Method

Six-step diagnostic sequence

This is a repeatable process, not a case study. The objective is to convert operational ambiguity into clear intervention points, measurable outcomes, and implementation readiness.

Step 01

Scope and objective framing

Define the target workflow, business objective, and non-negotiable constraints (risk tolerance, governance requirements, timeline, stakeholder ownership).

Step 02

Current-state workflow mapping

Document the live process: handoffs, decision points, systems, data dependencies, and failure modes. Include hidden workarounds and manual overrides.

Step 03

Friction and bottleneck quantification

Measure latency, rework frequency, exception volume, and decision delays to identify where operational drag is concentrated.

Step 04

Capability intersection mapping

Map bottlenecks to AI capabilities (prediction, extraction, classification, generation, orchestration) and isolate which capabilities can resolve multiple issues at once.

Step 05

Leverage scoring and sequencing

Rank interventions by impact, feasibility, implementation complexity, and governance load. Sequence into quick wins, foundational builds, and strategic bets.

Step 06

Readiness and handoff

Produce implementation-ready outputs: target-state map, prioritized intervention backlog, data prerequisites, and decision rights by stakeholder.

Outputs

Artifacts produced by the process

Diagnostic checklist

Used in interviews and workflow observation to ensure consistency across teams and functions.

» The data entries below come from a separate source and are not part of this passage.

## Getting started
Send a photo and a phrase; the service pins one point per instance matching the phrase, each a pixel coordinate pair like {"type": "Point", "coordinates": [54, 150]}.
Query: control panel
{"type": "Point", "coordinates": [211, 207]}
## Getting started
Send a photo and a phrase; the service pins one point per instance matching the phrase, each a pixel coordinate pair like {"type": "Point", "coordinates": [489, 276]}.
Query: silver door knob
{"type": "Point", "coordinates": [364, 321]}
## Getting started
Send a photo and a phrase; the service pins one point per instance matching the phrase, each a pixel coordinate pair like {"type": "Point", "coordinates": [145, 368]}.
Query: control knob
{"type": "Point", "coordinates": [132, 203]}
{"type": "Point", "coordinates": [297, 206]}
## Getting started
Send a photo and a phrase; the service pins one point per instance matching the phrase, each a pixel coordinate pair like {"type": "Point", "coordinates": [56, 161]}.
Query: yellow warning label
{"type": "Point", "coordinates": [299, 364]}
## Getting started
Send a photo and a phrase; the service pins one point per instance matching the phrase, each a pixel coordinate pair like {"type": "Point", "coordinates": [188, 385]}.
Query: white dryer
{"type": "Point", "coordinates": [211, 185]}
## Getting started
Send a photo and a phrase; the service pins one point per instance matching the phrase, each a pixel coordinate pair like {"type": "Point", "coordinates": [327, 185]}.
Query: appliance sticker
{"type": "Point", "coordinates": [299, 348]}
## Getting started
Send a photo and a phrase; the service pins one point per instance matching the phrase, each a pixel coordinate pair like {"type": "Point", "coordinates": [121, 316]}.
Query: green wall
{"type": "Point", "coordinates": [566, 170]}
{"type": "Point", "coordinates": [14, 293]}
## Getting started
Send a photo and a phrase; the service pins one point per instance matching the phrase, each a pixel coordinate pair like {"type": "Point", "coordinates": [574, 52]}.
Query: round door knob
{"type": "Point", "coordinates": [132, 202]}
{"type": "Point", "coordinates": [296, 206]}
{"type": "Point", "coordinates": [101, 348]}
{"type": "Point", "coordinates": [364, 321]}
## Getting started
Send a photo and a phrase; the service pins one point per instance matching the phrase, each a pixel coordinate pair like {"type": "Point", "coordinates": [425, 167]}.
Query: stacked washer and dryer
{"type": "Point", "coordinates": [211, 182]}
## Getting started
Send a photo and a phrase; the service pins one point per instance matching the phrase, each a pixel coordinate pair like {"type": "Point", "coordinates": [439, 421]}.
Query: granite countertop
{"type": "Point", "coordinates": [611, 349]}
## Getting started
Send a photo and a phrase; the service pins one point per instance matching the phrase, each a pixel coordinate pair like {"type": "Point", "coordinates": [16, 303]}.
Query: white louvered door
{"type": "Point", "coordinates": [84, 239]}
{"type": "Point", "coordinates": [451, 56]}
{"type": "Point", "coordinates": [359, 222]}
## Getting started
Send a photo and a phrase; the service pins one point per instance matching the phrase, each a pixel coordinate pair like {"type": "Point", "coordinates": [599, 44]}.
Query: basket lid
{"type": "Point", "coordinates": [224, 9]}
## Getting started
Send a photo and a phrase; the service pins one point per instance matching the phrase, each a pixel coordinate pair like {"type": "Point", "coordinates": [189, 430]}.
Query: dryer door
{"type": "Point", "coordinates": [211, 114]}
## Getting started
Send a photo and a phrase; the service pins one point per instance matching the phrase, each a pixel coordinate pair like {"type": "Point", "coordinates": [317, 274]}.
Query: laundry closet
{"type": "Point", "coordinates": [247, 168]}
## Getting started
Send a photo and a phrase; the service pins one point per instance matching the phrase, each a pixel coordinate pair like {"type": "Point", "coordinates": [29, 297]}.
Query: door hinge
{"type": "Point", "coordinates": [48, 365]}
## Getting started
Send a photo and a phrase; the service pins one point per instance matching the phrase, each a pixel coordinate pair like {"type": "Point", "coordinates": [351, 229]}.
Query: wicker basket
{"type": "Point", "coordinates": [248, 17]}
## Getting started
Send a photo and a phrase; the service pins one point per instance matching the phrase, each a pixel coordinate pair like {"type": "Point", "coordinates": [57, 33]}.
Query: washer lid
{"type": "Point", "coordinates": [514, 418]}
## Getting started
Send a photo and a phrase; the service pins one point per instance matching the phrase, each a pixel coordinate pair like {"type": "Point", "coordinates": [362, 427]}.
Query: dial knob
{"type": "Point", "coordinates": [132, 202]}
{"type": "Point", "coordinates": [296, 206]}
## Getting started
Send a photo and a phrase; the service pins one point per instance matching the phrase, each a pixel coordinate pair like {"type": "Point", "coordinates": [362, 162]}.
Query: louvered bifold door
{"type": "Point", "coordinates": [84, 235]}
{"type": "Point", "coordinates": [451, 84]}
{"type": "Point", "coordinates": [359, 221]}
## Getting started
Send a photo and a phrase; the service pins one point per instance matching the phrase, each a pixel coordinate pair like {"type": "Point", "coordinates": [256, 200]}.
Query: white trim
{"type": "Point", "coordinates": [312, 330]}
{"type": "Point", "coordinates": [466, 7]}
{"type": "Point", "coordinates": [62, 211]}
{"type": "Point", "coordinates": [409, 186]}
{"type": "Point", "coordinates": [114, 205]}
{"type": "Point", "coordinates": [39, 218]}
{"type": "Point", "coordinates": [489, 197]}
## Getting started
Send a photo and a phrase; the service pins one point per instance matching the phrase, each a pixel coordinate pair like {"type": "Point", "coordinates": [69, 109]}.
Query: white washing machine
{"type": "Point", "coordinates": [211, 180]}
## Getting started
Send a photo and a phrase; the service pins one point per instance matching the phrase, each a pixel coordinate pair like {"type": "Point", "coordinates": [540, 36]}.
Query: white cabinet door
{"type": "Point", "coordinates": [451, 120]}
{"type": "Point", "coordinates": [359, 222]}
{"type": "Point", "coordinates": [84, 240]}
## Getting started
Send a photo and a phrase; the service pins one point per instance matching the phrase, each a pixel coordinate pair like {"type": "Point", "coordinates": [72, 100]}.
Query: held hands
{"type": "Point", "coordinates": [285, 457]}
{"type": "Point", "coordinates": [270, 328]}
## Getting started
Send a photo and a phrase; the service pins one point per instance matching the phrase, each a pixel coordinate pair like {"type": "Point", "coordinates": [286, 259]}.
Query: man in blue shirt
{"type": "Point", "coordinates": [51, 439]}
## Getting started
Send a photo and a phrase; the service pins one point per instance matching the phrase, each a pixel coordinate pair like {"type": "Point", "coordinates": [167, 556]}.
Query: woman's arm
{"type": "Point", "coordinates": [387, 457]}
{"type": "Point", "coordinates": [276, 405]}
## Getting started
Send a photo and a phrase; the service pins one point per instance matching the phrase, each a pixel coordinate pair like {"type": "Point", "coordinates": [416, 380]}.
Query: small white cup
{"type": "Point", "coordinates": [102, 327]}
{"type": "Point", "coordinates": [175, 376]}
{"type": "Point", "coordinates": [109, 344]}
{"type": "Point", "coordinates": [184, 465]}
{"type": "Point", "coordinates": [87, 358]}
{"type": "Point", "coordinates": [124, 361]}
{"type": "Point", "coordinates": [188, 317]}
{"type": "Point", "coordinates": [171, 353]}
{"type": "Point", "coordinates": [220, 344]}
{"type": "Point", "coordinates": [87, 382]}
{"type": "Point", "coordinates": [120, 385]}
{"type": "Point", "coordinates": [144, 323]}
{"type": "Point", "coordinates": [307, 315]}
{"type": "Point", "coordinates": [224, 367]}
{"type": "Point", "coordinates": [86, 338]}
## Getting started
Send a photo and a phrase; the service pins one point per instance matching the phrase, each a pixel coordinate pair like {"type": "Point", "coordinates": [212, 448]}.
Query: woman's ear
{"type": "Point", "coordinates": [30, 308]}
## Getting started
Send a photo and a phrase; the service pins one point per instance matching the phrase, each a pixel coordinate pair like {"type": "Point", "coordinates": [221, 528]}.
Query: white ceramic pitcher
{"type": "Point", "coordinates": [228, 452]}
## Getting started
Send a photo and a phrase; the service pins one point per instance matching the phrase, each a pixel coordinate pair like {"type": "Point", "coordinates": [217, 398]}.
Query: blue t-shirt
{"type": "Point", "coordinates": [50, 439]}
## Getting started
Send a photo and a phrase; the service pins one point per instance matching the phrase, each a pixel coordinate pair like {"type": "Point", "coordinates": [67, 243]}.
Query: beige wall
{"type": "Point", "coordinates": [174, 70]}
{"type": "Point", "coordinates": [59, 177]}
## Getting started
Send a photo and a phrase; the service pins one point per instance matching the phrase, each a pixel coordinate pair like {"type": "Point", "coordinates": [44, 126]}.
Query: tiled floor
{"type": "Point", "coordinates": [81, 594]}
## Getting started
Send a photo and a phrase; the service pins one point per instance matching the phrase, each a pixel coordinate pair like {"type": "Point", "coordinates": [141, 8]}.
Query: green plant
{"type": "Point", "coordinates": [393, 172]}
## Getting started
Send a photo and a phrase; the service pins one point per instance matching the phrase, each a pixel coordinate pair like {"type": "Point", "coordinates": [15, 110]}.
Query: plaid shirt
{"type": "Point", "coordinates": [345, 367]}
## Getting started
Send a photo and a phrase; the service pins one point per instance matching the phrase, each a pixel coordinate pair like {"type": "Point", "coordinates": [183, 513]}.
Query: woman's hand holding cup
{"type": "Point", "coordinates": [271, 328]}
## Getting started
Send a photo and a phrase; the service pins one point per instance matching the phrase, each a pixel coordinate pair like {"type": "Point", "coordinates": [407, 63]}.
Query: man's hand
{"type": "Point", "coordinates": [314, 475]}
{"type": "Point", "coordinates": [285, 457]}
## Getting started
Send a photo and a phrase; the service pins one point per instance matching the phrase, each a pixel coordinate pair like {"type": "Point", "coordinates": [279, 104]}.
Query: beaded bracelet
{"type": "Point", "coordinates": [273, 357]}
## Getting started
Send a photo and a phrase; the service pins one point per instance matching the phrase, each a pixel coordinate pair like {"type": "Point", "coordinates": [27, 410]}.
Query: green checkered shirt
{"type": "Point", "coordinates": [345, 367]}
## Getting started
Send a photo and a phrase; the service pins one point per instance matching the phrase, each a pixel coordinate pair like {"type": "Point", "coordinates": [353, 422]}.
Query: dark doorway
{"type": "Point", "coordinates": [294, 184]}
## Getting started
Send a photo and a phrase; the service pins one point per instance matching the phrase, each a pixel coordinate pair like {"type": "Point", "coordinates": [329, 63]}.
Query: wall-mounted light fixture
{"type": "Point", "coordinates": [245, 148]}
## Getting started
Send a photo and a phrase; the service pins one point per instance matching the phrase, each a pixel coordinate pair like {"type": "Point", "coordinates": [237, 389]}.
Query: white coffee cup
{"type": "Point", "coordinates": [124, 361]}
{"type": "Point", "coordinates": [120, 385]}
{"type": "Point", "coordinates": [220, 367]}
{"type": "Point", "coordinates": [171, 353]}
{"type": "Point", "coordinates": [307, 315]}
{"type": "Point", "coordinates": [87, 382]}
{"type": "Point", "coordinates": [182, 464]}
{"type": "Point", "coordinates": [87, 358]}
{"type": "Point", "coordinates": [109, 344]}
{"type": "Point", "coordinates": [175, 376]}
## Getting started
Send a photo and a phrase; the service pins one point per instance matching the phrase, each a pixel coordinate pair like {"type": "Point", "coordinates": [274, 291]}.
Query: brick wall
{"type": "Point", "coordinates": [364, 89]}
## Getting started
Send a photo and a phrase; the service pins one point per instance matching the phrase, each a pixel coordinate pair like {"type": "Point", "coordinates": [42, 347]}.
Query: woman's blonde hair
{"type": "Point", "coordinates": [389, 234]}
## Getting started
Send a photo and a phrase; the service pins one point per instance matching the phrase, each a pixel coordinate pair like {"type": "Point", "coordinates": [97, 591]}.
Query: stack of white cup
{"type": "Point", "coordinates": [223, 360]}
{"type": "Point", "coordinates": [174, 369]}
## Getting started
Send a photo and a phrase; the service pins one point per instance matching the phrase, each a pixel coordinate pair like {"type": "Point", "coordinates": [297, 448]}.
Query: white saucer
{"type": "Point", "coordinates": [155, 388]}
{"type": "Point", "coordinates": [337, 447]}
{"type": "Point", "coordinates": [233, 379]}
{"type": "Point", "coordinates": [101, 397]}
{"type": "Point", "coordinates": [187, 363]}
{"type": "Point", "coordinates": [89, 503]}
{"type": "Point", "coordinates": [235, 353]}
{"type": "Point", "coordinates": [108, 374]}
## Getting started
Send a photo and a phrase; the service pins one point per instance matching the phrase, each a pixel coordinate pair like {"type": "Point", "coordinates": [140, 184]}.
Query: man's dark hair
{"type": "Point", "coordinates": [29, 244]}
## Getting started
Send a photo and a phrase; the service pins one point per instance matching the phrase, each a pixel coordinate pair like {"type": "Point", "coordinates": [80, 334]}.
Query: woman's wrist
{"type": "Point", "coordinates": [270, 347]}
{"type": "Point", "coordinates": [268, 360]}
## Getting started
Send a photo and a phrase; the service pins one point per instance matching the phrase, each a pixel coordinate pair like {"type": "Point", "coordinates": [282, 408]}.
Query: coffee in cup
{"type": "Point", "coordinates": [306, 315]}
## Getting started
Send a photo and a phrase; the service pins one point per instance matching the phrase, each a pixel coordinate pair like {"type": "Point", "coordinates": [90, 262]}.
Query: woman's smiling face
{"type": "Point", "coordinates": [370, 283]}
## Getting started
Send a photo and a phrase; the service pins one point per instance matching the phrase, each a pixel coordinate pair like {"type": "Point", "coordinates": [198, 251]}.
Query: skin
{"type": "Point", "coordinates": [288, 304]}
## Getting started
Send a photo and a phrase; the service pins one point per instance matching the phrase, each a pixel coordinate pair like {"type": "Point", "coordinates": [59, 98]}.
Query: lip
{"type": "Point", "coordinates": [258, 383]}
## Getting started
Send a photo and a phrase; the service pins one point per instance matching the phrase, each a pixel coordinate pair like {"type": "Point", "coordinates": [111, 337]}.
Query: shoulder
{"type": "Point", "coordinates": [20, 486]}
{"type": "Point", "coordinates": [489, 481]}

  • Decision owner by step
  • Input source reliability and lag
  • Manual judgment vs rule-based work
  • Current exception handling path

Impact matrix

Compares interventions across business impact, implementation effort, and model risk exposure.

  • High-impact / low-complexity quick wins
  • Medium-term foundational capabilities
  • Long-term moat opportunities

Dependency register

Identifies technical and organizational prerequisites before development begins.

  • Data quality and accessibility blockers
  • System integration constraints
  • Approval and compliance gates

Target-state workflow map

Shows future-state operating model with AI intervention points and human accountability boundaries.

  • Human-in-the-loop checkpoints
  • Control and audit layers
  • Escalation and override logic

Engagement Cadence

How the process runs in practice

Typical timeline: 2-4 weeks

  • Week 1: stakeholder interviews, workflow observation, baseline mapping
  • Week 2: friction quantification and capability mapping
  • Week 3: leverage scoring, dependency analysis, governance review
  • Week 4: final synthesis, implementation handoff, roadmap sequencing

Output: a prioritized, execution-ready AI opportunity pipeline grounded in the real workflow, not abstract ideation.